Epigraph: a quotation set at the beginning of a literary work or one of its divisions to suggest its theme.
Erasure: a form of found poetry wherein a poet takes an existing text and erases, blacks out, or otherwise obscures a large portion of the text, creating a wholly new work from what remains.
Free Verse: open form poetry not dictated by an established form or meter and often influenced by the rhythms of speech.
Hymn: a lyric poem of devotion or reverence, typically written as a prayer addressing a deity or deities, or personified subjects.
Iambic Pentameter: a rising meter form consisting of five pairs of unstressed and stressed or accented syllables as five iambic feet per line.
Idiom: a short expression that is peculiar to a language, people, or place that conveys a figurative meaning without a literal interpretation of the words used in the phrase.
Imagery: language in a poem representing a sensory experience, including visual, auditory, olfactory, tactile, and gustatory.
Inaugural Poem: a poem read at a Presidential inauguration
Line: a fundamental unit in verse, carrying meaning both horizontally across the page and vertically from one line to the next.
Lyric Poetry: a non-narrative poem, often with songlike qualities, that expresses the speaker’s personal emotions and feelings.
Metaphor: a comparison between essentially unlike things, or the application of a name or description to something to which it is not literally applicable.
Meter: the measured pattern of rhythmic accents in a line of verse.
Negative Capability: a phrase coined by John Keats to describe the poet’s ability to live with uncertainty and mystery.
Ode: a poem celebrating an event, a person, or a thing that is not present.
Onomatopoeia: the use of language that sounds like the thing or action it describes.
Pastoral: referring to a creative tradition as well as individual work idealizing rural life and landscapes.

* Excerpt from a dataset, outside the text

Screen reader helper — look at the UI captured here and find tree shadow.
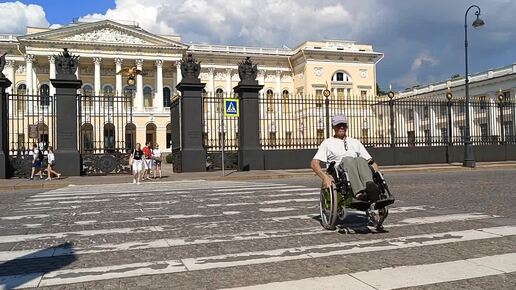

Poetic Diction: the language, including word choice and syntax, that sets poetry apart from other forms of writing.
Poetry: a form of writing vital to culture, art, and life.
Point of View: the perspective or viewpoint of the speaker in a poem.
Proverb: a short statement or saying that expresses a basic truth.
Prosody: the systematic study of meter, rhythm, and intonation of language found in poetry, but also prose.
Repetition: the poetic technique of repeating the same word or phrase multiple times within a poem or work.
Rhyme: the correspondence of sounds in words or lines of verse.
Simile: a comparison between two essentially unlike things using words “such as,” “like,” and “as.”
Stanza: a grouping of lines that forms the main unit in a poem.
Syntax: the arrangement of language and order of words used to convey the poem’s content.
Tone: a literary device that conveys the author’s attitude toward the subject, speaker, or audience of a poem.
Voice: an expression denoting the comprehensive style of a speaker adopted by the author in a poem.